Today is the 33rd anniversary of my father’s death, and I find myself reflecting on our continuing bond.
We are visiting family on the Island of Schiermonngikoog in the Friesland Islands, so I took myself to the local graveyard for some contemplation.
In my family the tradition has been to cremate.
We are people who shy away from talking about death and when it happens, it is dealt with as quickly and quietly as possible and that is it.
I have visited my father’s cremation wall. I have no idea if my siblings or mother ever have.
Grief in my family is dealt with by not speaking of it and waiting till it goes away.
As I strolled around the graveyard today I was struck by how much attention some graves displayed while others lay bare.
The love poured into these graves was palpable.
In Germany we visited the grave of a friends mother; so beautifully cultivated with an array of wild flowers; so colourful and alive.
What a comfort to have somewhere to grieve and honour and be with.
I think of my own grief journey, of holding up in the bathroom, choking tears back to silence, through fear of anyone knowing I was still feeling pain.
I would hide it at all costs while I tried to accept that my relationship with my dad was over!
It took me sometime to realise that this was not the truth; that my relationship with my dad did not finish with his death. That it grew with me, and my understanding of myself, and my dad’s influence in my life remains dynamic.

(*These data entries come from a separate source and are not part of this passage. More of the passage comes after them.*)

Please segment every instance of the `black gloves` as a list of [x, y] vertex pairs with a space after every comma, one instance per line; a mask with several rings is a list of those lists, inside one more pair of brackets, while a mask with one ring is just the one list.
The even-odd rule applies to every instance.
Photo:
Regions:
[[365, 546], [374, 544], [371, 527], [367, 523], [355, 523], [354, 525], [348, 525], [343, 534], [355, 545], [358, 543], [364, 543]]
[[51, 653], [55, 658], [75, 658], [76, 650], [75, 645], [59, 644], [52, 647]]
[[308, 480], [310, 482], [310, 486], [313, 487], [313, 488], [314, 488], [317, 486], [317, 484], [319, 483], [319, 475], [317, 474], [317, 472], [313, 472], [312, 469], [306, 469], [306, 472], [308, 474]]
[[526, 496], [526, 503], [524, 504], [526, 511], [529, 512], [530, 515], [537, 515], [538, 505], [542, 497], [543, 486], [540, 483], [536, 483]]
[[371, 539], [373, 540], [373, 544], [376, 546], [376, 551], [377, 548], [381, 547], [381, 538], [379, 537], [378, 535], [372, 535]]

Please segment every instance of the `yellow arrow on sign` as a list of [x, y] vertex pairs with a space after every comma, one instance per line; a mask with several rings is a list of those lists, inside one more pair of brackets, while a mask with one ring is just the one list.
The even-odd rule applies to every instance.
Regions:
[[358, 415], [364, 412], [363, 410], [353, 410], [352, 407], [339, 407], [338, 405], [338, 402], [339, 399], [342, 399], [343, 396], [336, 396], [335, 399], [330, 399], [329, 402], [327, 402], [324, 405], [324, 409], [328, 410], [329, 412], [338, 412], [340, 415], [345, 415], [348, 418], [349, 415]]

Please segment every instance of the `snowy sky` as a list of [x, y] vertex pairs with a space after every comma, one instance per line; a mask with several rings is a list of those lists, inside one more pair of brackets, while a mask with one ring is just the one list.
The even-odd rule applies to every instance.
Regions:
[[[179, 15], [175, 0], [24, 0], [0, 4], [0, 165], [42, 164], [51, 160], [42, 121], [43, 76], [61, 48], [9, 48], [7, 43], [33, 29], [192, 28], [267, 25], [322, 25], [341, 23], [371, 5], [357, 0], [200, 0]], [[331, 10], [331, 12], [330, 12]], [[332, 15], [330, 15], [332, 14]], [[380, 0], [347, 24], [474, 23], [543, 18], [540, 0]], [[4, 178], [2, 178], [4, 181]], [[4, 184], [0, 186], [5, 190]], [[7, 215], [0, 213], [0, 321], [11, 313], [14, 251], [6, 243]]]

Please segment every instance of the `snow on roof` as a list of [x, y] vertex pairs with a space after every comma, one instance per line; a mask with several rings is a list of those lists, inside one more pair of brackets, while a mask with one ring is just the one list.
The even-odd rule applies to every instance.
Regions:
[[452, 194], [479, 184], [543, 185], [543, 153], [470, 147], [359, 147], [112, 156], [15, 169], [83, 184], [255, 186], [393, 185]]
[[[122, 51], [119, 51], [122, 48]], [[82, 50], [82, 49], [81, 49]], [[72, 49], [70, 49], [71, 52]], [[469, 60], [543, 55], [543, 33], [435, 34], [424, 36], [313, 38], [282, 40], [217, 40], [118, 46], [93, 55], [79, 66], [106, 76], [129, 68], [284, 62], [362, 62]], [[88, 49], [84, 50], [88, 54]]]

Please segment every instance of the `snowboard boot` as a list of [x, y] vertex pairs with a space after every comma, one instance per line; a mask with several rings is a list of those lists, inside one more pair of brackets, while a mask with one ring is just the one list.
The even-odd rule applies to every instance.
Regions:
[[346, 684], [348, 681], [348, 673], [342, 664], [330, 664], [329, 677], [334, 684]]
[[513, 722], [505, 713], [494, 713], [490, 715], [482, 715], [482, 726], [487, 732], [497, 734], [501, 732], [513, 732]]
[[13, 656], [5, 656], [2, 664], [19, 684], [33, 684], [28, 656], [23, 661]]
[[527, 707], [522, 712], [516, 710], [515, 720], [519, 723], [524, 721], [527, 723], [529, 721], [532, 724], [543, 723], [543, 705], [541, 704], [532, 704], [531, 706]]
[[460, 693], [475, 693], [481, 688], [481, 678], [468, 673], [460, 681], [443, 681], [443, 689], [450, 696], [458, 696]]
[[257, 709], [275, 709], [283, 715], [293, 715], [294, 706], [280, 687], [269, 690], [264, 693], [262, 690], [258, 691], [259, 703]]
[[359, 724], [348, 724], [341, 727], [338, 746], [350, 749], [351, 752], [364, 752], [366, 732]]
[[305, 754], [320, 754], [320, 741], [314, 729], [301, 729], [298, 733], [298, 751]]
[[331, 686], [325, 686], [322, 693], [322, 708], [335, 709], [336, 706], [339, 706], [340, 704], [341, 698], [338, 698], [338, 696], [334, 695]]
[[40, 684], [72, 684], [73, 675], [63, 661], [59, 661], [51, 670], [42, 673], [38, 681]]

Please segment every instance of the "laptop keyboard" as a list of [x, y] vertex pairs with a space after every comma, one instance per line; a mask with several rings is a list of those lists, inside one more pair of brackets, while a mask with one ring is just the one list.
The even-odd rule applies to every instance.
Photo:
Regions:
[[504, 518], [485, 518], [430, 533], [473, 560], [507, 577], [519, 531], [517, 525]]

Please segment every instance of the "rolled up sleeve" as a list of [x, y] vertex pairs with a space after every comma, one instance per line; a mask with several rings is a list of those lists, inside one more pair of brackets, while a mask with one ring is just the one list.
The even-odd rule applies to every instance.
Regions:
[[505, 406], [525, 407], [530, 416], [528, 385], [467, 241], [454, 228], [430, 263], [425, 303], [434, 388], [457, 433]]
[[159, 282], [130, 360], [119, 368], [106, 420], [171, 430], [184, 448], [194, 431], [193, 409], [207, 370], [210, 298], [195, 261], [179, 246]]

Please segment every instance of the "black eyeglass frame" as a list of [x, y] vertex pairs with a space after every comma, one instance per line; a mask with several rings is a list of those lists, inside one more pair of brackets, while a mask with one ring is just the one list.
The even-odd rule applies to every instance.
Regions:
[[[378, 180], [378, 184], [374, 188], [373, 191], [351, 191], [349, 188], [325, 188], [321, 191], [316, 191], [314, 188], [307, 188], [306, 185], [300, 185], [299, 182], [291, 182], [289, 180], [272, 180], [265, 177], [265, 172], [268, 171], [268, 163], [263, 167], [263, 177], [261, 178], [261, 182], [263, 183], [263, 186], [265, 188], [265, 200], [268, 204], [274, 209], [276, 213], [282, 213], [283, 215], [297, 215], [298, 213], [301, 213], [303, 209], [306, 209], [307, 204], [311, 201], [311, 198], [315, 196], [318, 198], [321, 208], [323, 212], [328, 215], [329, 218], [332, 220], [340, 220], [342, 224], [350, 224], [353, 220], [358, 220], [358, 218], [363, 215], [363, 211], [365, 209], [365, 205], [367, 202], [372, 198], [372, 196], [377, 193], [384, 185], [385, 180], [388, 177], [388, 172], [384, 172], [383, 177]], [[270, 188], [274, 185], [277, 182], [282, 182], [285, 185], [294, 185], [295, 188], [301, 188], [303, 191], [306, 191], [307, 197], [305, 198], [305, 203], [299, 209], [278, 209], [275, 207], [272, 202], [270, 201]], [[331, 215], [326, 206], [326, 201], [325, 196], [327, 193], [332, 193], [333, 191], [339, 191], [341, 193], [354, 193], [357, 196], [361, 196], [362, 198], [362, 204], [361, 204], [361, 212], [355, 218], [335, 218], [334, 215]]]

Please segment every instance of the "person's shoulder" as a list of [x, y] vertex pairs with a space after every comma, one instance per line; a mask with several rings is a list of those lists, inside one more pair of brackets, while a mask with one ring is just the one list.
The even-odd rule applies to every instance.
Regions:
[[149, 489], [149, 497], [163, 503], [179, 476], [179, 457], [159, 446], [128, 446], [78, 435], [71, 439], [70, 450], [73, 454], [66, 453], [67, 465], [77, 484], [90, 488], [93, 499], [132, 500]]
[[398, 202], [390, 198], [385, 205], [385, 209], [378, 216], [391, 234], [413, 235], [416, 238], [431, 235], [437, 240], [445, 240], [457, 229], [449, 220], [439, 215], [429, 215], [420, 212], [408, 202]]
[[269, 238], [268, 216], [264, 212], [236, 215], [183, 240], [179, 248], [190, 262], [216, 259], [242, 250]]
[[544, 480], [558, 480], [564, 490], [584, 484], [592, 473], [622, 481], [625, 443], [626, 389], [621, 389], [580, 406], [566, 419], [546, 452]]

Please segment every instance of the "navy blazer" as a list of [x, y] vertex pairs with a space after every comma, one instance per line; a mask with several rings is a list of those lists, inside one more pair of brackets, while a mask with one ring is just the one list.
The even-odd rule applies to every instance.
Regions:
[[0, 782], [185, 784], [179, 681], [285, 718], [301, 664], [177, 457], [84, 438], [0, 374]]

In grief theory this is called developing a continuing bond.
I wonder at having somewhere to attend to our deceased; like a grave, helps in developing a continuing bond and on the flip side I see how it may entrap some in the trauma of their loss.
The dead move on, it is us who have to find a way to do the same. Life is ever in motion.
My daughter asked what I want to happen to my body after I die?
I said I wanted the bits that were of use to be donated and then I guess I would be cremated..
She asked where I would like to be scattered?
I said wherever would bring her comfort. It will be of no importance to me- I will be off on my next adventure whatever that may be.
Today I see how the dead come to belong to the living. And in this alone there is life after death.
My dad lived his life and that belonged to him. In his death, he influences my life, and my children’s life in the stories I remember and the way I hold him in my private audience.
I love you dad and am ever grateful I found my continued connection to you.